The single amino acid substitutions of apolipoprotein E (ApoE) drive late-onset Alzheimer's disease (AD) in opposite directions. ApoE2 and ApoE3 are protectors from AD progression, but ApoE4 is a major risk factor for AD progression. Population-based investigations indicated that the ApoE4 allele is a major risk factor for ∼50% of AD cases in the United States. Recent data indicated that ectopic expression of ApoE4 increased Amyloid β (Aβ) deposition and burden, while expression of ApoE2/3 markedly reduced the AD pathology progression in DPAPP mouse hippocampus by intracerebral administration of lentiviral vectors expressing the three common human ApoE isoforms. The above data strongly support the idea that regulation of the levels of ApoE in human subjects is a powerful AD-prevention stratagem. We recently demonstrated that ApoE expression could be differentially regulated by estrogen receptor selective ligands in rat hippocampal neurons in vitro and in vivo.

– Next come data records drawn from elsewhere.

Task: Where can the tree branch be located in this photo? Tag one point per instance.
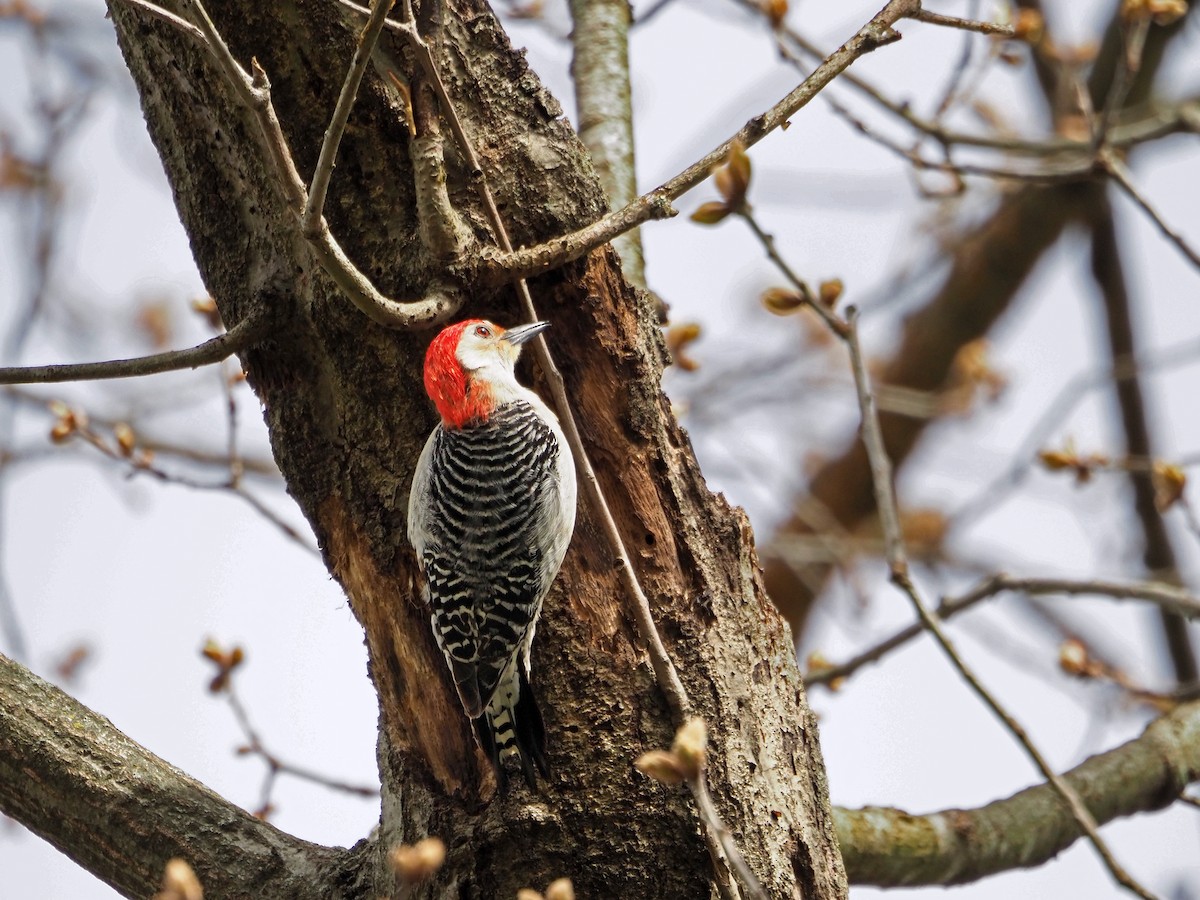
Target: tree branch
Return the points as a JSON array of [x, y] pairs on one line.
[[72, 778], [898, 565], [888, 847], [603, 96], [255, 91], [528, 262], [1167, 597], [1158, 552], [241, 336]]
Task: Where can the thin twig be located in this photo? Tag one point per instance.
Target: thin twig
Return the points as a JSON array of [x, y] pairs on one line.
[[436, 306], [1164, 595], [241, 336], [1181, 117], [898, 565], [310, 220], [1120, 173], [717, 827], [275, 766], [664, 669], [507, 265], [983, 28]]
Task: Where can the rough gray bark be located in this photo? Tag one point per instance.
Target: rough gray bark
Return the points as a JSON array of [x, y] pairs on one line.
[[889, 847], [604, 99], [121, 813], [347, 418]]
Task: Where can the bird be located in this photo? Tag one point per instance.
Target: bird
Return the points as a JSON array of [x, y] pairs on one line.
[[490, 515]]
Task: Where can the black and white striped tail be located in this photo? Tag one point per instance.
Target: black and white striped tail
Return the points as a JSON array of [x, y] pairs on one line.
[[511, 727]]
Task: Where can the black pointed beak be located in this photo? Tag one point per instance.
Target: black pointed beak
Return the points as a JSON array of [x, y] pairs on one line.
[[521, 334]]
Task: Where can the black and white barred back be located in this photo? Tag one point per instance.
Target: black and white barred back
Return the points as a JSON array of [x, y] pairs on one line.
[[489, 563]]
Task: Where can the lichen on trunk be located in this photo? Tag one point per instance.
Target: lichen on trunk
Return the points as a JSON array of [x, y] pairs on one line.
[[347, 417]]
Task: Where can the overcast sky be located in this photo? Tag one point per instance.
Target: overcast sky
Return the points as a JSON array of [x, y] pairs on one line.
[[143, 573]]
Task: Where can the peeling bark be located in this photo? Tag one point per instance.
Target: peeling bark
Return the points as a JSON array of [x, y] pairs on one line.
[[347, 418]]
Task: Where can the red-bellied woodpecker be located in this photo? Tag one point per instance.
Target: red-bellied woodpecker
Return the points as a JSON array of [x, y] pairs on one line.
[[491, 513]]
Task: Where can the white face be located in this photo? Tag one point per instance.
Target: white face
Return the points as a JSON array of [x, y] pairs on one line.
[[483, 346]]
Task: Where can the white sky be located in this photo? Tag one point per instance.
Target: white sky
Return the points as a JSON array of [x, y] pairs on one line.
[[144, 573]]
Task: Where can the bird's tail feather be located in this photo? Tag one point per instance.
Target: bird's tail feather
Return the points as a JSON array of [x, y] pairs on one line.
[[511, 726]]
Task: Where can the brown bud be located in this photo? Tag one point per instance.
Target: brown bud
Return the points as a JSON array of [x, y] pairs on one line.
[[1167, 12], [125, 438], [661, 766], [417, 862], [179, 882], [775, 11], [690, 748], [1169, 481], [1073, 658], [816, 663], [711, 213], [1029, 27], [678, 337], [829, 292], [733, 178], [781, 301], [208, 307]]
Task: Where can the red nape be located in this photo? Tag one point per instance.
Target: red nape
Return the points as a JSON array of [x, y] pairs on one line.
[[457, 400]]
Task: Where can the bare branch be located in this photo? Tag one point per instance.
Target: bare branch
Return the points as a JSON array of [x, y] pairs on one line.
[[898, 564], [58, 761], [507, 265], [603, 96], [313, 209], [438, 304], [983, 28], [888, 847], [241, 336], [1163, 595], [664, 669], [1120, 173]]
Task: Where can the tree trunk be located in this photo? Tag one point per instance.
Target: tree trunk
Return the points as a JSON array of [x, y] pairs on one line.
[[347, 418]]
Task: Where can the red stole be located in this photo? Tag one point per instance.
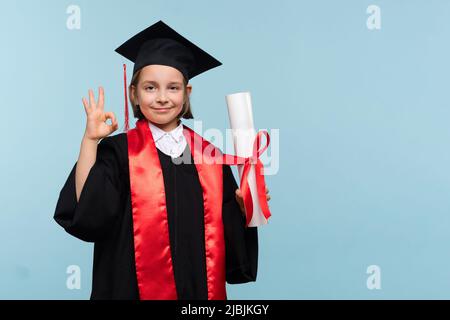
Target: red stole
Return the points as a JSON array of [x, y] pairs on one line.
[[153, 257]]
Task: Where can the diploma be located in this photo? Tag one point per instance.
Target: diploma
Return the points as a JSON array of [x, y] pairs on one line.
[[241, 120]]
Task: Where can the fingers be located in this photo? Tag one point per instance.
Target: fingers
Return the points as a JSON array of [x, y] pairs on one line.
[[101, 98], [85, 104], [110, 115], [92, 104], [91, 99]]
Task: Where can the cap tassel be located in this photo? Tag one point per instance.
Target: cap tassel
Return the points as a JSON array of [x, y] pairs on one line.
[[126, 96]]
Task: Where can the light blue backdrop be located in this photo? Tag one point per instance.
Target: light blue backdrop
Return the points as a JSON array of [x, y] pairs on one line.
[[363, 115]]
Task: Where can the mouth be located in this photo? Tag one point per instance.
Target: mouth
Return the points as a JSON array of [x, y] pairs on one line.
[[162, 109]]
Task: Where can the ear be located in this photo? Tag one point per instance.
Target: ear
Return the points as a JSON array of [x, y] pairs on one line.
[[133, 94], [189, 89]]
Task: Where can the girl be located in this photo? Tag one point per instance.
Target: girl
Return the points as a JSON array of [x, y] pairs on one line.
[[164, 226]]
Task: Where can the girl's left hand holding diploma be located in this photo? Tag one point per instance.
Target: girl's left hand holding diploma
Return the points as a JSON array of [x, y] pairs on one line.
[[240, 199]]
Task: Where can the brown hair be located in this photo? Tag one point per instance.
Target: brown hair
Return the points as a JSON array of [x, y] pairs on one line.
[[185, 113]]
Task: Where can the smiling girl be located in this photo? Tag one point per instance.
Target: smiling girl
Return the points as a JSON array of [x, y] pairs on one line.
[[163, 229]]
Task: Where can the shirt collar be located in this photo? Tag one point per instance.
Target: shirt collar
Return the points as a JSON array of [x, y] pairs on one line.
[[158, 133]]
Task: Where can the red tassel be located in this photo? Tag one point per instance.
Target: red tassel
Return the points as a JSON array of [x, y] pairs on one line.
[[126, 96]]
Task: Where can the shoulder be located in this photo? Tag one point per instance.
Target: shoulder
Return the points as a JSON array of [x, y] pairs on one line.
[[115, 146]]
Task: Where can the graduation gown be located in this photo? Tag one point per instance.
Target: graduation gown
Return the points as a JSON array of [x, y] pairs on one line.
[[103, 215]]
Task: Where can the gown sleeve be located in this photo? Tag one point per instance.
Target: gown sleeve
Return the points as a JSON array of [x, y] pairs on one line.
[[241, 243], [99, 204]]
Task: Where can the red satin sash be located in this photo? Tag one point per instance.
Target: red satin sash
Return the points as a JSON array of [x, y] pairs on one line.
[[154, 268]]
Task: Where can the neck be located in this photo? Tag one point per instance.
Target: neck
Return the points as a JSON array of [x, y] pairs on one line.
[[168, 126]]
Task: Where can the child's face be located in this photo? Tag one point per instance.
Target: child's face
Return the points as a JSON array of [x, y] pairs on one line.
[[160, 95]]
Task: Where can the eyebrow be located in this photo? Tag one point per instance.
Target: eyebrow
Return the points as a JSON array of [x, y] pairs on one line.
[[154, 82]]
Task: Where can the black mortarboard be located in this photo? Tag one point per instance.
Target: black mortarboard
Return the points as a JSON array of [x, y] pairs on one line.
[[160, 44]]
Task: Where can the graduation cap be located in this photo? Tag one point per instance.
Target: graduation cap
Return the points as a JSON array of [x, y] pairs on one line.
[[160, 44]]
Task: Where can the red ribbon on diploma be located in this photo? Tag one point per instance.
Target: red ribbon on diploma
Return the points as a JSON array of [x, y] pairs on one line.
[[259, 175]]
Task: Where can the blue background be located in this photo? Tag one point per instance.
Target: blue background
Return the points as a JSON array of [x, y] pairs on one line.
[[364, 135]]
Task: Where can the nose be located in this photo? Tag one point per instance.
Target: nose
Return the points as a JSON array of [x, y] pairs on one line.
[[162, 98]]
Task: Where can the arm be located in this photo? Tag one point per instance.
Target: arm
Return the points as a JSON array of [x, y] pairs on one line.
[[86, 160], [96, 128]]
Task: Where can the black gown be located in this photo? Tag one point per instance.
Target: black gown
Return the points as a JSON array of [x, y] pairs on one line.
[[103, 215]]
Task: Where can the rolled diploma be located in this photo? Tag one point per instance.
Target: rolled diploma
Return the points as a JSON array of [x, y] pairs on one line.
[[243, 131]]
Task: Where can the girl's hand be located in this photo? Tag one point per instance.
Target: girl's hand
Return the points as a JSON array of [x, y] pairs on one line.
[[96, 126], [240, 199]]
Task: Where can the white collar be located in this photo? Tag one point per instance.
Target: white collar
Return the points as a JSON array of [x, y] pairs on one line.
[[158, 133]]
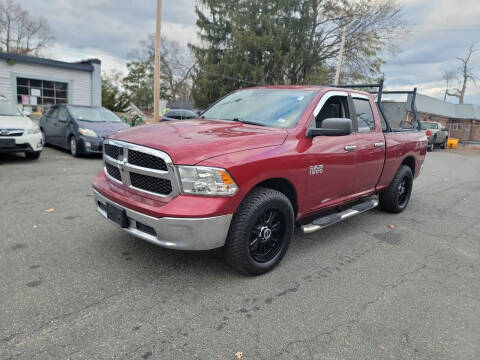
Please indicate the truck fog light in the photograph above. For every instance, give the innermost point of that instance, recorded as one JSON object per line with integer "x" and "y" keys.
{"x": 202, "y": 180}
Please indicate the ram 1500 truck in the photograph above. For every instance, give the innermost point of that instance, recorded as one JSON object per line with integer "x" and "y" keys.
{"x": 252, "y": 166}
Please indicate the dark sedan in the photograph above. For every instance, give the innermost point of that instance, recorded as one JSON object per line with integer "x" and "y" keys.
{"x": 80, "y": 129}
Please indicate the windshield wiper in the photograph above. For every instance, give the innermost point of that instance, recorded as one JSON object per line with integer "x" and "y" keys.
{"x": 246, "y": 122}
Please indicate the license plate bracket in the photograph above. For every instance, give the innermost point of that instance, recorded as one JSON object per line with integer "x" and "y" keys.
{"x": 117, "y": 215}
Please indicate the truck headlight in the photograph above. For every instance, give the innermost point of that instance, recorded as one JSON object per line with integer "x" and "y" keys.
{"x": 201, "y": 180}
{"x": 33, "y": 130}
{"x": 87, "y": 132}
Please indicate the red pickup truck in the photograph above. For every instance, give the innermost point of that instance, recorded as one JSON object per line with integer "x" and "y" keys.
{"x": 252, "y": 166}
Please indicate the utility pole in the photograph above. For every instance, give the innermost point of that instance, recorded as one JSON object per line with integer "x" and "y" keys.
{"x": 340, "y": 55}
{"x": 156, "y": 76}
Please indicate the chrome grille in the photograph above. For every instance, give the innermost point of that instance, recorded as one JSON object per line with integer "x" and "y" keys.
{"x": 113, "y": 171}
{"x": 151, "y": 183}
{"x": 113, "y": 151}
{"x": 146, "y": 160}
{"x": 141, "y": 168}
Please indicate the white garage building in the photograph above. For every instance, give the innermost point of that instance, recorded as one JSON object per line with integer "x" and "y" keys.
{"x": 36, "y": 82}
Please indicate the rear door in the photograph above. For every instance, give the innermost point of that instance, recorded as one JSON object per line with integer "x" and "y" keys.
{"x": 48, "y": 125}
{"x": 331, "y": 159}
{"x": 59, "y": 124}
{"x": 370, "y": 145}
{"x": 63, "y": 120}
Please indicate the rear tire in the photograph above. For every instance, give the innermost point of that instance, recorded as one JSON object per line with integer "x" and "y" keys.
{"x": 396, "y": 197}
{"x": 33, "y": 155}
{"x": 260, "y": 232}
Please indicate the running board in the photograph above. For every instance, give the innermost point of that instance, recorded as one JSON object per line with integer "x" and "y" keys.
{"x": 325, "y": 221}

This study investigated the impact of ER-selective ligands on ApoE expression and neurogenesis in 3xTgAD mouse SGZ. Methods: ApoE expression, neurogenesis and AD progression in LaFerla 3xTgAD and non-Tg mouse were measured by Western blot, IHC and unbiased stereology. 1) ER-selective ligands differentially regulated ApoE expression in mouse and rat hippocampus; 2) 17β-estradiol reduced Aβ burden in 3xTgAD mouse hippocampus; 3) 17β-estradiol and propyl pyrazole triol (PPT, an ERα-selective ligand which increases ApoE expression) reversed the neurogenic deficits, while diarylpropionitrile (DPN, an ERβ ligand which reduces ApoE expression) had no effect on neurogenesis in the SGZ of 3xTgAD mouse. This study suggests, when ERα- and ERβ-selective ligands are applied to ApoE2/3 and ApoE4 allelic carriers, respectively, that the ERα-specific ligand will reduce AD pathology and enhance neurogenesis in ApoE3/AD carriers, while the ERβ-specific ligand will reduce AD pathology and increase neurogenesis in ApoE4/AD carriers.